Horsemen have been known to stop in
the road to hear her sing through an open window of Huntercombe, two
hundred yards off.
Old Mr. Meyrick, a farmer well-to-do, fascinated by Mary Gosport's
singing, asked her to be his housekeeper when she should have done
nursing her charge.
She laughed in his face.
A fanatic who was staying with Sir Charles Bassett offered her three
years' education in Do, Ra, Mi, Fa, preparatory to singing at the
opera.
Declined without thanks.
Mr. Drake, after hovering shyly, at last found courage to reproach her
for deserting him and marrying a sailor.
"Teach you not to shilly-shally," said she. "Beauty won't go a-begging.

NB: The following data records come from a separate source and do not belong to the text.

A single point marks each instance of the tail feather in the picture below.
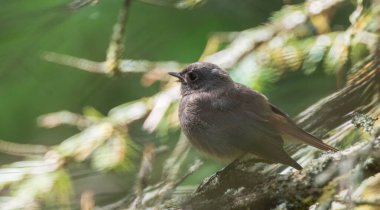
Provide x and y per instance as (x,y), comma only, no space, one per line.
(284,125)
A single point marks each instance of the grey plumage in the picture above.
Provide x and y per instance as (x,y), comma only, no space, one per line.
(225,120)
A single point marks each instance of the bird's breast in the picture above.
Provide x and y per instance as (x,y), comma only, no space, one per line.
(197,115)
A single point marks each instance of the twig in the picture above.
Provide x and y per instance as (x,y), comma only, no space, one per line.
(116,46)
(22,149)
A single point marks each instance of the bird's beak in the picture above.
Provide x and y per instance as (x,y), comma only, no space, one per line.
(178,75)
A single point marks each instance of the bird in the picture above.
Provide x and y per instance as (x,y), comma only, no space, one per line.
(226,120)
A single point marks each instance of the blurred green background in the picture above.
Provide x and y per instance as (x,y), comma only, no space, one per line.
(31,86)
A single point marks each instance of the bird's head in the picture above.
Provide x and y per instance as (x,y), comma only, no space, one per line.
(202,77)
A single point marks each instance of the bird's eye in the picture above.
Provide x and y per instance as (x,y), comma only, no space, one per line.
(192,76)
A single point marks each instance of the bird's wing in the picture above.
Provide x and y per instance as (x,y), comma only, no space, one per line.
(286,126)
(244,124)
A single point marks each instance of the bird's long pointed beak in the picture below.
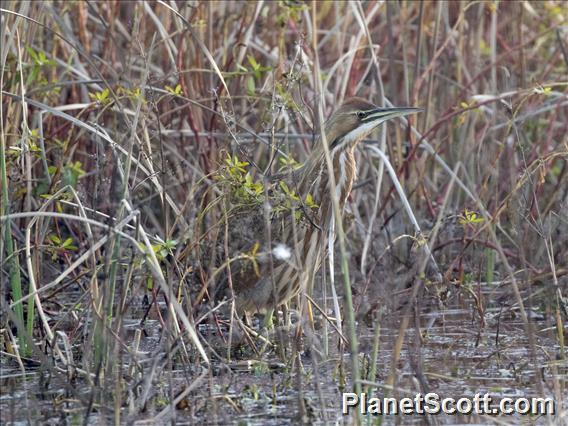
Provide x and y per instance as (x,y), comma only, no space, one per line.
(384,114)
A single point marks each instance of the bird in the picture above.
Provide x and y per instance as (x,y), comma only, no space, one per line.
(299,236)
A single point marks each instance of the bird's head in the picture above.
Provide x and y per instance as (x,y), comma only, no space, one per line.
(356,118)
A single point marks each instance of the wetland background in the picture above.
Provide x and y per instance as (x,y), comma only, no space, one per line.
(125,125)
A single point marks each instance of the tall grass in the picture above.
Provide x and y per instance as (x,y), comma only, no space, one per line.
(116,123)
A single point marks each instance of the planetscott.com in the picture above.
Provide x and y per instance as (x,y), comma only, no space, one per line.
(432,403)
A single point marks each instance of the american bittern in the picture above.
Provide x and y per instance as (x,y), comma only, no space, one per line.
(306,234)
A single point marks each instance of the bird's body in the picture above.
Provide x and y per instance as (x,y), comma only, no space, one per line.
(305,230)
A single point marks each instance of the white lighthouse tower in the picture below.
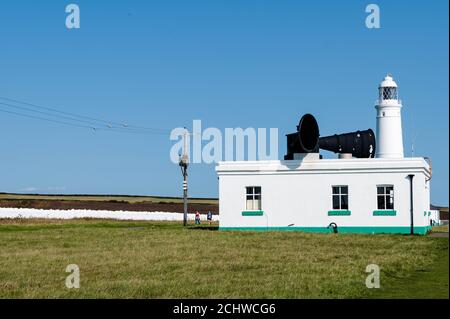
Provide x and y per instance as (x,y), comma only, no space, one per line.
(389,121)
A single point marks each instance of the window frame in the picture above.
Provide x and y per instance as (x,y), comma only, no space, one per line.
(386,197)
(254,194)
(339,195)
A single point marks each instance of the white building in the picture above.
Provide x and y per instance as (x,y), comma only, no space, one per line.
(386,194)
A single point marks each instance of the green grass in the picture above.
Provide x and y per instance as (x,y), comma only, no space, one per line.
(119,198)
(165,260)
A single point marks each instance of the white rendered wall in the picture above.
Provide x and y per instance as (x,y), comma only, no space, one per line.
(301,195)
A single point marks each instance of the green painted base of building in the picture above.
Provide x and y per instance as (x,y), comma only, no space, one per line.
(422,230)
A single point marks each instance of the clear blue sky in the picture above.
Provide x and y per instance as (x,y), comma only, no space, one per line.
(229,63)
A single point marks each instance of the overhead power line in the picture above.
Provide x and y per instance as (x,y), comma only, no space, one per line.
(73,119)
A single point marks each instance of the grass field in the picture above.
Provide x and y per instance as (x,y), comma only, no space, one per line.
(165,260)
(118,198)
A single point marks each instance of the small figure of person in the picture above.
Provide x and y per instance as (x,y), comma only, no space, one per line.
(197,218)
(209,217)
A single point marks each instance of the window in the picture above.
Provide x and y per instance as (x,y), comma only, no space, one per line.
(385,197)
(253,201)
(340,197)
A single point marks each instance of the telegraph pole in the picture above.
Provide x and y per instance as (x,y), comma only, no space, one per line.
(184,163)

Mind you look sharper next time."
This dialogue, being held in the kitchen, gave the women some amusement
at the young farmer's expense.
One day Mr. Richard Bassett, from motives of pure affection no doubt,
not curiosity, desired mightily to inspect Mr. Bassett, aged eight
months and two days.
So, in his usual wily way, he wrote to Mrs. Gosport, asking her, for
old acquaintance' sake, to meet him in the meadow at the end of the
lawn. This meadow belonged to Sir Charles, but Richard Bassett had a
right of way through it, and could step into it by a postern, as Mary
could by an iron gate.
He asked her to come at eleven o'clock, because at that hour he
observed she walked on the lawn with her charge.